The UK’s National Health Service

The National Health System – known as the NHS – was long regarded to be the jewel in the crown, so to speak, of the UK’s government achievements.

It was borne out of a necessity to allow people access to health care in a country that was ravaged by war and also had a very poor record in the past when it came to workers rights.

The NHS was conceived by Clement Attlee’s Labour Government in 1948 and was born out of the ashes of World War 2.

The UK obviously had many war veterans at the time and there were also a lot of widows left with families that had lost their fathers while fighting in the Allied invasion of occupied France.

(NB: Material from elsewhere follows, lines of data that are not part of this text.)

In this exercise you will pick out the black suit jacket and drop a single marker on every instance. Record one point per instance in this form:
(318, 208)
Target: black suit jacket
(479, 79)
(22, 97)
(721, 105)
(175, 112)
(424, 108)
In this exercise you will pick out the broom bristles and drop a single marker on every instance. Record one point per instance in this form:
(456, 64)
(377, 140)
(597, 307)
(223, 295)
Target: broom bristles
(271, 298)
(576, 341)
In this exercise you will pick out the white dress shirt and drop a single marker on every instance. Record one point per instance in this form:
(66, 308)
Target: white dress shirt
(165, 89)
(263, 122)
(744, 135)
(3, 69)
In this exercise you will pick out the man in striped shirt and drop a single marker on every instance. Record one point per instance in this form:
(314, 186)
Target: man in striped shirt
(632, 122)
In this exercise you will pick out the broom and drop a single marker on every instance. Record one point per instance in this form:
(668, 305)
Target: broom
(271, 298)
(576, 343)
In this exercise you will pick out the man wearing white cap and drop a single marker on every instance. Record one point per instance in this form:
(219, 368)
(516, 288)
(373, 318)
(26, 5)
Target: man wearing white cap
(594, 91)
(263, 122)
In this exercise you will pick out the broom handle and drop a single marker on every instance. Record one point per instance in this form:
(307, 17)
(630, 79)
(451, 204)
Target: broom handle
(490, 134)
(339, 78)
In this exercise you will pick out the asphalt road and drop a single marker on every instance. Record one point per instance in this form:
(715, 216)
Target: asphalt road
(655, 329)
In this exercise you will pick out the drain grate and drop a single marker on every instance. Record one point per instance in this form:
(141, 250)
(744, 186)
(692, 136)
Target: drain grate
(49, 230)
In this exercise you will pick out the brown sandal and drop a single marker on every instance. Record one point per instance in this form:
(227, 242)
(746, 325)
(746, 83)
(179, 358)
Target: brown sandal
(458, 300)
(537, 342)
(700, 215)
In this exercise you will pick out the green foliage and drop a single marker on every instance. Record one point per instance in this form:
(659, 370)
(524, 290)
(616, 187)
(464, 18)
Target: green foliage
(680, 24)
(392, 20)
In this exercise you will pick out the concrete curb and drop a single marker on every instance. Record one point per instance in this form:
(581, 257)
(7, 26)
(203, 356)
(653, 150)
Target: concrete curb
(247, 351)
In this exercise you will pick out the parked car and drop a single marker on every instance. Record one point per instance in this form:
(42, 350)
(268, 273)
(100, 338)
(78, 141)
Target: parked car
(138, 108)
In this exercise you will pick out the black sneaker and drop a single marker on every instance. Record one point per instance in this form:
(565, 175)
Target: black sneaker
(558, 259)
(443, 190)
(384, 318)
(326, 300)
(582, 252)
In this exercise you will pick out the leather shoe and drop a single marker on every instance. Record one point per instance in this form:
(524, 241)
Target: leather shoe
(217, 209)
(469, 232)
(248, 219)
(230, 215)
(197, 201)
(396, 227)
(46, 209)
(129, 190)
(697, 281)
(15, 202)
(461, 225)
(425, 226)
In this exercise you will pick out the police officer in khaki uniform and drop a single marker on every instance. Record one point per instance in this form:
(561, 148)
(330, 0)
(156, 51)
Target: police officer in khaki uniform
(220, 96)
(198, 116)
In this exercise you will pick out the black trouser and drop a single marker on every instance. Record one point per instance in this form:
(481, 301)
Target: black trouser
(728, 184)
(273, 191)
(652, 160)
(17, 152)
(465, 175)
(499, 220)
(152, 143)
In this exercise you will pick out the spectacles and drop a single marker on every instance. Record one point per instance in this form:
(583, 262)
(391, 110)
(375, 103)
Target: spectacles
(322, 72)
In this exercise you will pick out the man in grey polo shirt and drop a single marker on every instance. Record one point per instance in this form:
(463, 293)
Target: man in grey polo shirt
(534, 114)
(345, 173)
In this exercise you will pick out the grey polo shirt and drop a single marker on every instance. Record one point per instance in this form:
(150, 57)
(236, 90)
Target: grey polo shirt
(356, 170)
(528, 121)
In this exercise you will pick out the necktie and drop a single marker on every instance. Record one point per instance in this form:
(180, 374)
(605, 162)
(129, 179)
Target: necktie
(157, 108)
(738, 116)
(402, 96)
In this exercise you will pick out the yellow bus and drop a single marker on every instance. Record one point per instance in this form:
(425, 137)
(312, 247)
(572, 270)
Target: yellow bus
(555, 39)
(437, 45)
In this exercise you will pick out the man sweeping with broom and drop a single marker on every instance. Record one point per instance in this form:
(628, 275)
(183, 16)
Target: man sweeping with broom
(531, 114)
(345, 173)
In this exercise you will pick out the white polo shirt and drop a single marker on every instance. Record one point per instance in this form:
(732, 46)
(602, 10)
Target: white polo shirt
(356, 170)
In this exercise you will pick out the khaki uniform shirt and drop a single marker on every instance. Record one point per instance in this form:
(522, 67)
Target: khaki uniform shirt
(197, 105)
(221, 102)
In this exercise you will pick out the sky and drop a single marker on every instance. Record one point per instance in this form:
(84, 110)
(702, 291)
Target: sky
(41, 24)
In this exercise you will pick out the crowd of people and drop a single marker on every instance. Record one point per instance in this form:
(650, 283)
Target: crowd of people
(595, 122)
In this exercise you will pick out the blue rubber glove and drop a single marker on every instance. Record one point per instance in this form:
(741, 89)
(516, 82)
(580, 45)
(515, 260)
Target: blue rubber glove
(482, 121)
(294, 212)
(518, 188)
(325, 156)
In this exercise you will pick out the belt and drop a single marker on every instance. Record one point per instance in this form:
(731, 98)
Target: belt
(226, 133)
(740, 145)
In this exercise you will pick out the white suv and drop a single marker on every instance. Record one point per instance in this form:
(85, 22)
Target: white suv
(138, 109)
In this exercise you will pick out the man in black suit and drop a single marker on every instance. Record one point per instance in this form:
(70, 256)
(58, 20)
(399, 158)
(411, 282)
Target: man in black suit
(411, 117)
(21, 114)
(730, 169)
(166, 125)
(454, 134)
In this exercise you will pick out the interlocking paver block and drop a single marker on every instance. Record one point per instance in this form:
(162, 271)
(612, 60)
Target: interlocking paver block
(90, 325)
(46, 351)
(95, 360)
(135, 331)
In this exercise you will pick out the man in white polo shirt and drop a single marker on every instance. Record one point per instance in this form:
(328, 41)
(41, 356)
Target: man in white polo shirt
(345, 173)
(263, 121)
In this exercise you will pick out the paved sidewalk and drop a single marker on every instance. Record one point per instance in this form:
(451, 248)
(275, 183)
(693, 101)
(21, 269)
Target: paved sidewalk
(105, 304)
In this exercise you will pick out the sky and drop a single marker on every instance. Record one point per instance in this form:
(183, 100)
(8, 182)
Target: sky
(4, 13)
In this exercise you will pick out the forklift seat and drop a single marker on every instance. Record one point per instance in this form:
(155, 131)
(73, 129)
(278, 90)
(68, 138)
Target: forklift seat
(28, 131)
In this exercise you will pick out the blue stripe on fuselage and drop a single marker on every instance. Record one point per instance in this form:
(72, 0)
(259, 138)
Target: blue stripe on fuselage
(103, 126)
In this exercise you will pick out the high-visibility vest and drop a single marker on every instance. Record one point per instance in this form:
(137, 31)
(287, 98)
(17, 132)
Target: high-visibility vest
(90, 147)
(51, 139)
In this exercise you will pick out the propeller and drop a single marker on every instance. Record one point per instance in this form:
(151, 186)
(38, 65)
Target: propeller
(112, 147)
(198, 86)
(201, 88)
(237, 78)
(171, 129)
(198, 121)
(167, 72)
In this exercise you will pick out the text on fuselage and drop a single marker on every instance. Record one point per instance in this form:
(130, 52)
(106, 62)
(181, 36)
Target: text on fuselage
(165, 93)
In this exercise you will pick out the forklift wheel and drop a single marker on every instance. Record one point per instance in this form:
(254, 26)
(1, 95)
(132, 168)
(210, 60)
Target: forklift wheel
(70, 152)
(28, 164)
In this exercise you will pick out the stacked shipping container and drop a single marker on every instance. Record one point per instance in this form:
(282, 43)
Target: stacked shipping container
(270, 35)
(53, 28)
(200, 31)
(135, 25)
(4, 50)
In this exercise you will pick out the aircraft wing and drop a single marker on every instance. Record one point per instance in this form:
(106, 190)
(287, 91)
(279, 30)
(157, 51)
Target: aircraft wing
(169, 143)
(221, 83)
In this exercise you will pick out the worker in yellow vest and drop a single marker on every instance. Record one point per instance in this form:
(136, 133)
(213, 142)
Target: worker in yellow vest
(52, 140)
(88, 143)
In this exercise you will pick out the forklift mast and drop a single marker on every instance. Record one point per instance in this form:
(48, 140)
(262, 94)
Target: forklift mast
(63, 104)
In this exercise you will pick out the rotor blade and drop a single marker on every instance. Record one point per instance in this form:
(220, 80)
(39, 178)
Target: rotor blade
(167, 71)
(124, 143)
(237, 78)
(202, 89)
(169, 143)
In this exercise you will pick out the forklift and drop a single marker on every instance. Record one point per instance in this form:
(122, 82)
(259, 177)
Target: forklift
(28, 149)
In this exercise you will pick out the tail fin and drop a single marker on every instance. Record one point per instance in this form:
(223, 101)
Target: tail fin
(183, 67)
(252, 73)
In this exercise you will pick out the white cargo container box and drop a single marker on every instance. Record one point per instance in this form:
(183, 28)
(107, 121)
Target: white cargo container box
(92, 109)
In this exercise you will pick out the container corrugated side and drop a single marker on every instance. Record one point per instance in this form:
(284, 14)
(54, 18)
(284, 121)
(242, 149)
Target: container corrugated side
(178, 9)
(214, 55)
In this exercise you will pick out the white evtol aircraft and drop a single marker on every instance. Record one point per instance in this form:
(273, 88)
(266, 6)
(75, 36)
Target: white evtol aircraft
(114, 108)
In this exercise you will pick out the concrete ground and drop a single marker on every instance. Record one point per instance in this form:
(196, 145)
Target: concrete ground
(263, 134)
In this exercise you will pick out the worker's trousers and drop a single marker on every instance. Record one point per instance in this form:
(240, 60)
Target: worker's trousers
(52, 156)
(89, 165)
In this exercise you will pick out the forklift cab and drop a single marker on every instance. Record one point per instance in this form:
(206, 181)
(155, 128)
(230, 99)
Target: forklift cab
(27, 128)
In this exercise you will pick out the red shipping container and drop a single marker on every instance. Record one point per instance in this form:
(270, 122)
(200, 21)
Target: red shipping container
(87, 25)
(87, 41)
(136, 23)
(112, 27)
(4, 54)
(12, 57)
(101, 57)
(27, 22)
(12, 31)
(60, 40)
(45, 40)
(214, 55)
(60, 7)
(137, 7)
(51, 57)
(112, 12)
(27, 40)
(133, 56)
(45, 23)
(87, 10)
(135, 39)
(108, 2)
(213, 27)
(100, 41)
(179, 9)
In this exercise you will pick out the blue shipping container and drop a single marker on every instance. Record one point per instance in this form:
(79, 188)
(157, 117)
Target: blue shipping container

Something had to be done and the British Government of the day knew it. And so, the NHS was born.

The system works whereby people pay into the system through their taxes, a result of which they can seek treatment in hospitals or doctor’s clinics without charge. People still take out health insurance, but the system being free means that the most vulnerable in society have access to a health system should the need arise.

The UK has reciprocal agreements for treatment with many countries, but the system is creaking under the strain of the influx on EU migrants who are entitled to use the NHS as long as they pay their taxes. The issue came to the fore in the Brexit referendum when the leave camp said that over £350 million would go back into the system as soon as the UK left the EU. It proved to be a lie.

The NHS is not what it once was and hospitals are complaining of being understaffed and not having enough medical equipment to look after patients adequately. The government has ordered a review of the situation to see how it can steer the NHS to what it once was. One of the major problems being experienced is the lack of qualified nurses on the wards. The NHS is still the envy of many countries around the world.